Katilleri bulması gerekenler cinayete devlet resmiyetini de kattılar o gece…
O gece açılan ateş ile bir devrimciyi daha almışlardı aramızdan…
Binlerce yürektik pimi çekilmiş binlerce bomba…
Gün sabaha erdiğinde binlerin sayısı yüz binleri buldu. Yüz binlerin içersinde olduğunu biliyordum.Yüz binlerceydik, katillerin karanlığına ortak olan ve cinayete devlet resmiyeti kazandıran karakola yürümek istedik. Bir kez daha ateş açtılar üzerimize…
Onlarca insanın öldüğü o ateş altında…
Dilim varmıyor söylemeye, buz kesiyor yüreğim, içimde bitmeyen bir öfke…

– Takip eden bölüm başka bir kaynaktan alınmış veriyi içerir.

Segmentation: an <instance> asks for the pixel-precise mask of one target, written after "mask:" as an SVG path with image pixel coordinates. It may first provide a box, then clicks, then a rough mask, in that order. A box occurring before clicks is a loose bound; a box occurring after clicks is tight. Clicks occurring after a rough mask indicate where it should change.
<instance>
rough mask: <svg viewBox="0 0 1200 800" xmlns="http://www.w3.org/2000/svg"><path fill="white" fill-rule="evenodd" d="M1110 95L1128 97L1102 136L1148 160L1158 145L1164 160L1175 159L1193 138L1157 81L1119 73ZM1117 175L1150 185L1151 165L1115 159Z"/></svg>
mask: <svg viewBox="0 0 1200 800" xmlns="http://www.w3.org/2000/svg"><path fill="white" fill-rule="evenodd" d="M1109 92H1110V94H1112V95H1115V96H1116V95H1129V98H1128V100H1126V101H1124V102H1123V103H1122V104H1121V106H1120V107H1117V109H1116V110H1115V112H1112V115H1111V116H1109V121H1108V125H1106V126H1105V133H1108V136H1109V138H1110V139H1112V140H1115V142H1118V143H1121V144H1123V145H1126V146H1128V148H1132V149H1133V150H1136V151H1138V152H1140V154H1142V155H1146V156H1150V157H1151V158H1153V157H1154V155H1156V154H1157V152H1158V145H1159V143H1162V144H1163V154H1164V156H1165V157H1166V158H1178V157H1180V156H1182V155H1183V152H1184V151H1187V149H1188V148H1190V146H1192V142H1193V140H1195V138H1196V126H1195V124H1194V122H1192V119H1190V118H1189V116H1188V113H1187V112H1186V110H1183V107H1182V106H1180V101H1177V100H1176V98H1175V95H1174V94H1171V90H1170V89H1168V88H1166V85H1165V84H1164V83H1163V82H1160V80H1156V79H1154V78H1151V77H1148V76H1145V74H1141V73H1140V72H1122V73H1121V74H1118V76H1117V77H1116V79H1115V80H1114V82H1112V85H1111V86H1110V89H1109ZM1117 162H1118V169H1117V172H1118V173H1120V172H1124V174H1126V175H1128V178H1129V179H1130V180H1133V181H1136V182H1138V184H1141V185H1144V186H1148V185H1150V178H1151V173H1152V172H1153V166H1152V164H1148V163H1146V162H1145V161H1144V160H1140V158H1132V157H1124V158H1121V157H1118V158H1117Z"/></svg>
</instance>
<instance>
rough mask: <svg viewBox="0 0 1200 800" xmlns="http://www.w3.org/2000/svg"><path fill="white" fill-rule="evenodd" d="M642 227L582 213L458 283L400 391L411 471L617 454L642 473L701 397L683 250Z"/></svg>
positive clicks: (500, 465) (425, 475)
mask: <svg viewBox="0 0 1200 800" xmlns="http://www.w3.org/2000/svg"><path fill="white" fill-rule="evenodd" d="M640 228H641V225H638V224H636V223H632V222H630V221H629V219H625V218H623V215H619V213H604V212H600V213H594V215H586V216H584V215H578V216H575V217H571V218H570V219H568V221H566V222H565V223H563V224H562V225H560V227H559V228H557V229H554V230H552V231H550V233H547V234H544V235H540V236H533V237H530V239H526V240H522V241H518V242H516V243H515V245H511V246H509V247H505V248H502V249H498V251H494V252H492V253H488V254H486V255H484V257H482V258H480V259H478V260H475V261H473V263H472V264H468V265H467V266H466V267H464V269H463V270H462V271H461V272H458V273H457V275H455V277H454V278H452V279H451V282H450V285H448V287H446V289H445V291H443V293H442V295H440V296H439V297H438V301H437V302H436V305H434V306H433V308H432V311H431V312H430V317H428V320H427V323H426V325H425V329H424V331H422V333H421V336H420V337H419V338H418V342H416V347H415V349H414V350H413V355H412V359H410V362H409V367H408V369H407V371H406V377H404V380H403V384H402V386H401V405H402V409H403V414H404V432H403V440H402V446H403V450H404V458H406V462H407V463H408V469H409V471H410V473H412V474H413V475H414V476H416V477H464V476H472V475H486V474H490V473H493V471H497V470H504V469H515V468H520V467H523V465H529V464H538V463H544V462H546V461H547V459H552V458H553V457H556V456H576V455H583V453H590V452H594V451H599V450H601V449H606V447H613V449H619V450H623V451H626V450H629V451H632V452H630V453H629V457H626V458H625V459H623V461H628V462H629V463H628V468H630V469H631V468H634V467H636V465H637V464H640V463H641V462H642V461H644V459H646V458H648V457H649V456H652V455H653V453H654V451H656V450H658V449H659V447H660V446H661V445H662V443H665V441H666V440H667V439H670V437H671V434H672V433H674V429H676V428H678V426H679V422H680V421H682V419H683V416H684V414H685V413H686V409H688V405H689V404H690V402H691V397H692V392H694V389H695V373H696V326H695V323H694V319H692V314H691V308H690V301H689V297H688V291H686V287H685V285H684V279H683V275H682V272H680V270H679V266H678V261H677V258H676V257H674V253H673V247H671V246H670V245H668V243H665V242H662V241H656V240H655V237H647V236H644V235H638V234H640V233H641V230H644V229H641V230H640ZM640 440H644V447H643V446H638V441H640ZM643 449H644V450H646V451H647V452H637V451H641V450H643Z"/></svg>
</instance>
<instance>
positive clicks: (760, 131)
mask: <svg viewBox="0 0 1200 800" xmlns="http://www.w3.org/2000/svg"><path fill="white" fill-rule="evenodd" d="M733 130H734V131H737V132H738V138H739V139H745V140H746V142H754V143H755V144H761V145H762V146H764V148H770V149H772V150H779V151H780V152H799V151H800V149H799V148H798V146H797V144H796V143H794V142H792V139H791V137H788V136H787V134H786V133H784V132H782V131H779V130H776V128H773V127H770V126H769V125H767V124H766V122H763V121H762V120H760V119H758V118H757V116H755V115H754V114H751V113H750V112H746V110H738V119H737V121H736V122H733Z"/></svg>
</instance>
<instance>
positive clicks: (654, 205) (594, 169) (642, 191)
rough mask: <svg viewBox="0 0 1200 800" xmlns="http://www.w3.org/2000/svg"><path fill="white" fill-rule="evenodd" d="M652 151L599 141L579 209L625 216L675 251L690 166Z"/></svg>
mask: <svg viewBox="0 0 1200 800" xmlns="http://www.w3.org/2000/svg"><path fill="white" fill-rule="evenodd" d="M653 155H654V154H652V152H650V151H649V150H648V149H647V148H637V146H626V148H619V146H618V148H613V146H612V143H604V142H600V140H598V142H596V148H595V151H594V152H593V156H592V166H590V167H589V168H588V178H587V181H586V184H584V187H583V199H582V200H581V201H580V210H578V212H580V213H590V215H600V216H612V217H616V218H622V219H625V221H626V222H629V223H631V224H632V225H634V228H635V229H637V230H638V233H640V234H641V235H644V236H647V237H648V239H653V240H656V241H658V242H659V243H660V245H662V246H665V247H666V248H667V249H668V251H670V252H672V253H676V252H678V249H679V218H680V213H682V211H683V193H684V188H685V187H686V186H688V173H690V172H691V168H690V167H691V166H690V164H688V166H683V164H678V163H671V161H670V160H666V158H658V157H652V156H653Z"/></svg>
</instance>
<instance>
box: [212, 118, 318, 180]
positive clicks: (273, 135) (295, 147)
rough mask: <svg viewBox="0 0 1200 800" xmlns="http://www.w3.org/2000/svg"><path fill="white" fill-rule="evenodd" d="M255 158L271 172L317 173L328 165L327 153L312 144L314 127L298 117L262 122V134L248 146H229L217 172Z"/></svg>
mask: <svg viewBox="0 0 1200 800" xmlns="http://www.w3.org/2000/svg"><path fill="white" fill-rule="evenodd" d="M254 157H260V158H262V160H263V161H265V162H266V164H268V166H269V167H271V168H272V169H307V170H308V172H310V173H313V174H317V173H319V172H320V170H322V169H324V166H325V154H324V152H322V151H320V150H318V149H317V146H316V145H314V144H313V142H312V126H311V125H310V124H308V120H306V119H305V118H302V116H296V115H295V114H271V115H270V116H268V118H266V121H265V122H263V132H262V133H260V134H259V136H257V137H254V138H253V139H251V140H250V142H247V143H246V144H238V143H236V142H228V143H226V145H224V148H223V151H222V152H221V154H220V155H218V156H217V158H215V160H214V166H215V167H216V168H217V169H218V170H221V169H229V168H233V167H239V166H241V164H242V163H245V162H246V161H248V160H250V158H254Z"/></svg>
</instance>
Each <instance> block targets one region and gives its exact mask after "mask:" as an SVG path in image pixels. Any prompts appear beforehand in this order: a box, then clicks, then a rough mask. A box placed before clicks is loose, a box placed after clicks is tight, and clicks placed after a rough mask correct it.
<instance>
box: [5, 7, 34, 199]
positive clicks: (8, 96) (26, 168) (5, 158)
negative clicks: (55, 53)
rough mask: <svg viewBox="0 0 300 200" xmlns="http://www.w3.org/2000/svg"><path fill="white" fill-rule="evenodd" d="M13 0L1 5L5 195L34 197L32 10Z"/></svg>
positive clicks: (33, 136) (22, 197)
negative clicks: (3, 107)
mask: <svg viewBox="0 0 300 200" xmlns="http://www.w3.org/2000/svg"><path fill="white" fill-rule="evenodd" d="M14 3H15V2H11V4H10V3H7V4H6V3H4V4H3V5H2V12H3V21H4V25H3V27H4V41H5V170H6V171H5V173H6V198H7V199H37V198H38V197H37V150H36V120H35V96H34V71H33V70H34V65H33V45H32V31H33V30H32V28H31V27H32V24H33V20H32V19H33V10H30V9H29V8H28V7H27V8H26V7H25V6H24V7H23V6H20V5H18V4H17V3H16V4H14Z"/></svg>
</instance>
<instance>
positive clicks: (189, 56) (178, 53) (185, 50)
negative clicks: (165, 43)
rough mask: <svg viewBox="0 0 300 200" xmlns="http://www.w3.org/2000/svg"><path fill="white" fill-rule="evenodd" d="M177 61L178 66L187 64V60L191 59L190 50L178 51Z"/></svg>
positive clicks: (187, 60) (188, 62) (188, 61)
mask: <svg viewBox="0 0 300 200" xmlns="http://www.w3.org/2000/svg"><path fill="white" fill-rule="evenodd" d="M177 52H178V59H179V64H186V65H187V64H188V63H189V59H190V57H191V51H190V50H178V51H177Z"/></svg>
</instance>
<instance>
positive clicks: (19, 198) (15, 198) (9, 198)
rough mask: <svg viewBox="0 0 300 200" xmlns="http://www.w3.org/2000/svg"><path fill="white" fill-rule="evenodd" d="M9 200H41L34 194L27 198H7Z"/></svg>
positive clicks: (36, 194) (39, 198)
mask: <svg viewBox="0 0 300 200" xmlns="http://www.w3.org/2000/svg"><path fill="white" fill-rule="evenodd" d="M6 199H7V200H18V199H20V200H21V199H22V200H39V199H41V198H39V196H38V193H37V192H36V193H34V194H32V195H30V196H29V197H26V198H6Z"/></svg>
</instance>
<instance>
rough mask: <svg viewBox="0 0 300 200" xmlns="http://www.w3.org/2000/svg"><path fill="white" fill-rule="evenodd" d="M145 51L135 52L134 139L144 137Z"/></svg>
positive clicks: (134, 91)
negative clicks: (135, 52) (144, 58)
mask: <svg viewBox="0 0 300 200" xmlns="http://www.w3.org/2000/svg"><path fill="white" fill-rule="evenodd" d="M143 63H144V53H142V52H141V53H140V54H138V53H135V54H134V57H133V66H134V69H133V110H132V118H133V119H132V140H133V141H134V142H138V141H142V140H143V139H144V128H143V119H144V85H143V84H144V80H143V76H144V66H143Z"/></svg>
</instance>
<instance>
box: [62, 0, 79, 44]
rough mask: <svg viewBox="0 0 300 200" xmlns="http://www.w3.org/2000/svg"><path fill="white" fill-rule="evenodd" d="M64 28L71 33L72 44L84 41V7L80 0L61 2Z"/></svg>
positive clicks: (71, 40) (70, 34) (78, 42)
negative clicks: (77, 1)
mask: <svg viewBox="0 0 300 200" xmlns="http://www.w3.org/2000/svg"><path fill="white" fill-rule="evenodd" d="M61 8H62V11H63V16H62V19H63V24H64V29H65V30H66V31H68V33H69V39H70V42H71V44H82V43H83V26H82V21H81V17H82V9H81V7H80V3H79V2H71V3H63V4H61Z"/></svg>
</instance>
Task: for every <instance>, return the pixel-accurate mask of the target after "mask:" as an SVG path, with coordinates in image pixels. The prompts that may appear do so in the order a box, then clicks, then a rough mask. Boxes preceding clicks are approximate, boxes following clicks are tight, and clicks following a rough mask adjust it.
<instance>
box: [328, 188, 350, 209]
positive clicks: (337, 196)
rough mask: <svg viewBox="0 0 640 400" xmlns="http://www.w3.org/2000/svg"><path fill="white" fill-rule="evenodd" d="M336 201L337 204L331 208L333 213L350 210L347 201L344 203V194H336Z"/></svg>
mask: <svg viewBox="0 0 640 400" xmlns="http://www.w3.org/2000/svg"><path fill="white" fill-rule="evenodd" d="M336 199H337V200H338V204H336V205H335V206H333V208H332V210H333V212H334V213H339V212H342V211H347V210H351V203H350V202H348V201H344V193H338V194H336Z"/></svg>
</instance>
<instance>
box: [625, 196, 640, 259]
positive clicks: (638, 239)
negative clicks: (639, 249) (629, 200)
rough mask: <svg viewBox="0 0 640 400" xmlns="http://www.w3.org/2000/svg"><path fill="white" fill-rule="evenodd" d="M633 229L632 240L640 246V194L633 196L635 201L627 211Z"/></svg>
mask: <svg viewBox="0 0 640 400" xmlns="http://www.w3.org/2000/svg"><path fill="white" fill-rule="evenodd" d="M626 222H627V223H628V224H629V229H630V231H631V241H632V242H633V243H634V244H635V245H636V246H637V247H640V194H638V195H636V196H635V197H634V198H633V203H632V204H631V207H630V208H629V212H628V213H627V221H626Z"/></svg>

O gün çıktık mahalleden, ışığı ve suyu olmayan bir barakada sabahladık…
Ertesi gün Gazi, mahallemizden insanlarla doluydu…
İsmini ve yüzünü hatırlamadığım biri “Zeynep’i vurmuşlar, Zeynep…” dedi
Sivas Katliamı’nın sonrasında tanıdığım seni bir başka katliamda Gazi Katliamı’nda yitirdim…
26 sene oldu… Fotoğraflardan teşhis edilen ama hâlâ elini kolunu sallayarak serbestçe dolaşan bir polisin hedef gözeten kurşunuyla durdu kalbin…
Soluğundan yoksun artık yaşlı dünyamız, o güzel gülüşünden, türkülerinden ve şiirlerinden yoksun.
Başka bir dünya için dövüşen koca bir adamım şimdi, üstelik görmeni ne çok isterdim, bıyıklarım gerçekten bıyığa benziyor şimdilerde. O genç çocuktan geriye kalan senli anılar ve beraber kurduğunuz o canım dünyanın hayalindeki ısrar…
Canım ablam, sen sonsuzluğa kanat vuralı, 26 sene oldu ne kadar kolay geliyor dile. Bu bezirgan saltanatı değişsin diye düşenlere, senden önce gidenlere ve senden sonra gelenlere, bizden yana selam söyle!”